The CodeIT server is working fine it appears – and is working fine for me – excellent in fact
The error log is telling what is wrong and it is all mod_security related it appears – yet I do not have those errors and I have mod_security 2.90 installed and mod_evasive and both are working fine with the CodeIT 2.4.25 / 1.02k server
If Alexander has nothing to add, I cannot see how you can be helped further – the error log is TELLING you what is wrong, and I have told you ways you have mis-matched up your system possibly, and you need to search the problem and fix it
Ignore it, I by mistake blocked HTTP/2.0 access with
RewriteCond %{THE_REQUEST} !^(GET|HEAD|POST)\ /.*\ HTTP/(1\.1|2)$
RewriteRule . – [F]
… HTTP/(1\.1|2\.0) fixes it.
Great post! We will be linking to this particularly great post
on our site. Keep up the good writing.
please help solve this issue getting Journal…… httpd.service, how can I fix that
Hi ,
I have configured Apache 2.4.29 version and Openssl version is 1.0.2 and SSL also configured.
Added Protocols h2 h2c http/1.1 in virtual host file. but when i test the site in http2 test site, it says httpd2 is not enabled.
My website is lrpv2.solverminds.net
I’m using Centos 7
Hi.
It looks like you are using another build, not ours one.
Hi,
I’m trying to build my own RPMS for the latest apache version using exactly how the default Centos7 Apache 2.4.6 was built.

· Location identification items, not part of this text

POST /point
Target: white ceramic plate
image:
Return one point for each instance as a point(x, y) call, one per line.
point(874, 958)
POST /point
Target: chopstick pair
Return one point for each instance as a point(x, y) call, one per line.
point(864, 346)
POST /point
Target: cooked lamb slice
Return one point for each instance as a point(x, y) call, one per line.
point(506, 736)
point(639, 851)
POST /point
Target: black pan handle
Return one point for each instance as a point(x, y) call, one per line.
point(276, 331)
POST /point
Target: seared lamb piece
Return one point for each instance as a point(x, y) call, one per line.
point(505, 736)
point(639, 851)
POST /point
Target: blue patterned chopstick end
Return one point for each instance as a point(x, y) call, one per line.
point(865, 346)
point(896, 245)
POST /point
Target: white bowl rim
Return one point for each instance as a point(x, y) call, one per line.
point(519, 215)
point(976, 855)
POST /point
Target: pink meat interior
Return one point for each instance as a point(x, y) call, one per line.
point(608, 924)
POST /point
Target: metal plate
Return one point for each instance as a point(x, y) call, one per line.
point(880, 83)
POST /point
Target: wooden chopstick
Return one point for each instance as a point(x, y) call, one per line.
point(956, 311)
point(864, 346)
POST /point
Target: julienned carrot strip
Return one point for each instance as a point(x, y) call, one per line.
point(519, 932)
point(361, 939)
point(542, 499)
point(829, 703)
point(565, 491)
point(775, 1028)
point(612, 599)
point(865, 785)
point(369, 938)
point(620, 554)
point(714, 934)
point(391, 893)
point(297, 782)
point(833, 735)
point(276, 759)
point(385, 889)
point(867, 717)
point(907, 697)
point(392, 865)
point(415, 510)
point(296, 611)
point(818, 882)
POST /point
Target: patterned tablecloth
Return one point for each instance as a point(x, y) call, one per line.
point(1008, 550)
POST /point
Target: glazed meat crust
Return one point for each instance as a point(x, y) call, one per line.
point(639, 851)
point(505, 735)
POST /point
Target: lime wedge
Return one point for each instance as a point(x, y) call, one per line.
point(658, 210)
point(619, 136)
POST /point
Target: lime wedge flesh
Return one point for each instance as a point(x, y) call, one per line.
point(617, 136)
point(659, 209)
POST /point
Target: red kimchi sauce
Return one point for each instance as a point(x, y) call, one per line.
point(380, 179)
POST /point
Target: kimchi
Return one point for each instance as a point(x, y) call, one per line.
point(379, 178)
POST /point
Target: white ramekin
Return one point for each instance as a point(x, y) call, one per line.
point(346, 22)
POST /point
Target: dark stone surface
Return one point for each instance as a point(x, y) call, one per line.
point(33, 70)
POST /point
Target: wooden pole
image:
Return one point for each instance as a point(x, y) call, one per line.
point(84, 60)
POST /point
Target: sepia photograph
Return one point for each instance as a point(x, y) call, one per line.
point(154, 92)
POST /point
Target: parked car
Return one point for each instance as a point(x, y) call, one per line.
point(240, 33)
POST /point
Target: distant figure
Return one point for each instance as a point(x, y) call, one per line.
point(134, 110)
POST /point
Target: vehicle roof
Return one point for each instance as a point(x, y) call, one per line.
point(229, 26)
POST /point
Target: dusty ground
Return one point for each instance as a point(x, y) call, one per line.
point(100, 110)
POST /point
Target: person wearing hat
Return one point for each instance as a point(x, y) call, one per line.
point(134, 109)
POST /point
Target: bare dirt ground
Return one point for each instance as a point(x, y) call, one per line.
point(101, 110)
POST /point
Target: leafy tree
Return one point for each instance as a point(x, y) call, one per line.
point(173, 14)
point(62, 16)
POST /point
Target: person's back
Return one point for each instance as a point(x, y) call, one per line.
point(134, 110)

This means all the stock modules, the way it uses the default SSL, file location etc..
Can you share how did you build your RPMS and how to make it compatible on all the default modules the stock Centos7 apache has?
I want to have the same behavior as if i’m doing a yum update from a CentOS official repo with release apache 2.4.latest.
Yes, your RPM is working fine and probably better, but is there a way to have it as close as CentOS official release?
Hi Dexter,
You can find SRPMs for all of our builds. But briefly these are slightly modified/patched Fedora SRPMs.